Primaquine is the only widely available hypnozoitocidal drug for Plasmodium vivax and P. ovale malaria. Primaquine at the dose most usually recommended in the past for radical cure (15 mg base adult dose daily for 14 days) is also weakly effective against asexual stages of Plasmodium vivax malaria.1 The standard chloroquine and primaquine treatment regimen may therefore be considered as a combination treatment. The dose-response relationship for primaquine's asexual stage activity is uncertain. Higher doses of primaquine may be more effective than standard doses but also increase the risk of adverse effects. Primaquine is associated with upper gastrointestinal discomfort, particularly if taken on an empty stomach, and causes oxidant hemolysis in subjects who have glucose-6-phosphate dehydrogenase (G6PD) deficiency. In malaria prophylaxis, a 30 mg daily dose of primaquine has been shown to be well tolerated even when given continuously for as long as 20 weeks.2,3 For radical cure of vivax malaria in normal G6PD patients, adult doses of primaquine at 22.5 to 30 mg proved safe and effective in Thailand,4,5 and the higher dose (0.5 mg base/kg) has recently been recommended by the World Health Organization. In Thailand Plasmodium vivax has a 3 week interval between primary infection and the first relapse, and approximately half the patients experience at least 1 relapse.5–8- The schizontocidal activity of primaquine1 becomes increasingly important in the face of increasing chloroquine resistance in P. vivax, although the 2 week course currently recommended for radical cure remains a significant impediment to good adherence and therefore optimal efficacy.
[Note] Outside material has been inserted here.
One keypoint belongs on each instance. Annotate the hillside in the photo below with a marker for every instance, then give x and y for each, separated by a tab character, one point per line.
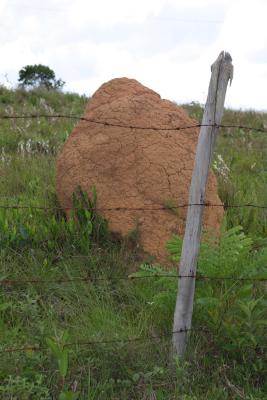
44	304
The dose-response relationships for primaquine's asexual stage and hypnozoitocidal activities have not been well characterized. To compare these 2 discrete activities and to assess efficacy and tolerability, we evaluated 7-day courses of 30 mg and 60 mg daily primaquine-only regimens for the treatment and radical cure of Plasmodium vivax malaria in Thailand.
The study was conducted in adult male patients with acute symptomatic Plasmodium vivax malaria admitted to the Bangkok Hospital for Tropical Diseases, Thailand between 1996 and 1998. The study was approved by the ethics committee of the Faculty of Tropical Medicine, Mahidol University, Bangkok. All patients gave full informed consent.
All patients were screened and only those with normal G6PD testing were included. Other exclusion criteria were a history of drug hypersensitivity, having taken any antimalarial drugs within the previous 48 hours, or urine screening tests that were positive for sulfonamides (lignin test) or 4-aminoquinolines (Wilson Edeson test). Patients who had patent mixed infections or were unable to stay in the hospital until clearance of both fever and parasitemia were excluded from the study.
After clinical assessment and confirmation of the diagnosis from thick and thin blood smears, baseline blood samples were taken for routine hematology and biochemistry. Treatments were allocated according to double-blinded randomization codes. The treatment allocation was kept in serially numbered sealed envelopes that were opened only after the patient had been enrolled in the study. Patients were randomized to receive 1 of the following 2 regimens:
Oral acetaminophen (0.5–1 g 4 hourly) was given for fever > 38°C.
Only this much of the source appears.